Serious Games where you must tackle climate change and stay popular enough with the voters to remain in office
With the current level of debate in mind, the BBC decided a game might be a good introductory route into climate change and some of the issues this creates for governments around the world.
The producers' primary goal was to make a fun, challenging game. At times it was necessary to strike a compromise between strict scientific accuracy and playability. For this reason, Climate Challenge should not be taken as a serious climate change prediction.
Game focus and aims
Apart from the primary goal of creating a fun game, Climate Challenge's producers aimed to:
- give an understanding of some of the causes of climate change, particularly those related to carbon dioxide emissions.
- give players an awareness of some of the policy options available to governments.
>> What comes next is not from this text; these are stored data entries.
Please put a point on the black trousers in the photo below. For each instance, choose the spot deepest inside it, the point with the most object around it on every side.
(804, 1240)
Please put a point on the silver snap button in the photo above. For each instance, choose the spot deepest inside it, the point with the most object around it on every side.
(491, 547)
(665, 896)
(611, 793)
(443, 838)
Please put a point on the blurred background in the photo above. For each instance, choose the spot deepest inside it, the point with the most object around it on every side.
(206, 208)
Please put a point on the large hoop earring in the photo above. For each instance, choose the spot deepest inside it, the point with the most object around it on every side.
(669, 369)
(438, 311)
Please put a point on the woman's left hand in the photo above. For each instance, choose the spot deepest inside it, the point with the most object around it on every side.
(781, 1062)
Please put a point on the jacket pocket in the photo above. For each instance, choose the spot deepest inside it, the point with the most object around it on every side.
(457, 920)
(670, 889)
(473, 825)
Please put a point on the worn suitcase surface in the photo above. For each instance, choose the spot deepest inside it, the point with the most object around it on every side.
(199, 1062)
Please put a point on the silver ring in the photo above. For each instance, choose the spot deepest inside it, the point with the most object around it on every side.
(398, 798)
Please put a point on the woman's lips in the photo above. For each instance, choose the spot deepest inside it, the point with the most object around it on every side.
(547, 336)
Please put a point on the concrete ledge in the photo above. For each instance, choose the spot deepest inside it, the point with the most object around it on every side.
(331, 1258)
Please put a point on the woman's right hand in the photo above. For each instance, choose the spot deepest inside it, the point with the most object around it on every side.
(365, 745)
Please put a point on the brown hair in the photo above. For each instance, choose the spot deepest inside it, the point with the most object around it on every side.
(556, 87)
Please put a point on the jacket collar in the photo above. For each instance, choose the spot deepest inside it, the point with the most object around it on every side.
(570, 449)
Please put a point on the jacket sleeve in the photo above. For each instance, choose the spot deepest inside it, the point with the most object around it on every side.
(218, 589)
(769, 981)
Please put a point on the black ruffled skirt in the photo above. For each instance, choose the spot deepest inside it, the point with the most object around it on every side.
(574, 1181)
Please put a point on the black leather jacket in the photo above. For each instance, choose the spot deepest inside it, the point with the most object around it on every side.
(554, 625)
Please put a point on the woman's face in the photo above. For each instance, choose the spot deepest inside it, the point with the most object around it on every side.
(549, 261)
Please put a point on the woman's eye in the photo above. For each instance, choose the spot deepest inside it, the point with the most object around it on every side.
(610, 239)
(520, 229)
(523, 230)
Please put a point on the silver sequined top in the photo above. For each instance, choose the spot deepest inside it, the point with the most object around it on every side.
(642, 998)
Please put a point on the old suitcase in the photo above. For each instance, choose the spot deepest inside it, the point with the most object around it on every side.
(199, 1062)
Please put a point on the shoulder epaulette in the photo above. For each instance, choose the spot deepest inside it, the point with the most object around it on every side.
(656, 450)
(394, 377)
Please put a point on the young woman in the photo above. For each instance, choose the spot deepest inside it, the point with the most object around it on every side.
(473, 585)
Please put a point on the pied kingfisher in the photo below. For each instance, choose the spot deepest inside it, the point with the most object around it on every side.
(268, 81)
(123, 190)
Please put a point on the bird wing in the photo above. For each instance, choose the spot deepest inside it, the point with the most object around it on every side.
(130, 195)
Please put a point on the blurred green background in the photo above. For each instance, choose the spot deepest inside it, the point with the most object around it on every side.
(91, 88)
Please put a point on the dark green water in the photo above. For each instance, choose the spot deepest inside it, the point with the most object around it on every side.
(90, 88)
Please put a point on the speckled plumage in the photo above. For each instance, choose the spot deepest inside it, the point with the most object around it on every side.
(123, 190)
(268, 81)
- give a sense of the challenges facing international climate change negotiators.
Playing The Game
The policy screen is where the majority of the game is played. You must choose policies for the European Nations that balance the need to lower carbon dioxide emission with your responsibility ro maintain vital resources. The resources panel show which resources you have available: money, power, food and water.
After you have chosen the policiy cards for each aspect, you may find the media exposure resulting from your decisions as well as your approval index.
Every three turns leaders from around the world will meet to try and decide on emission targets. You will find the likelihood of each delegate to set a target and you may choose to donate money to that delegate sponsoring green policies.
After the global policy has been set, one game turn of 10 years will have ended.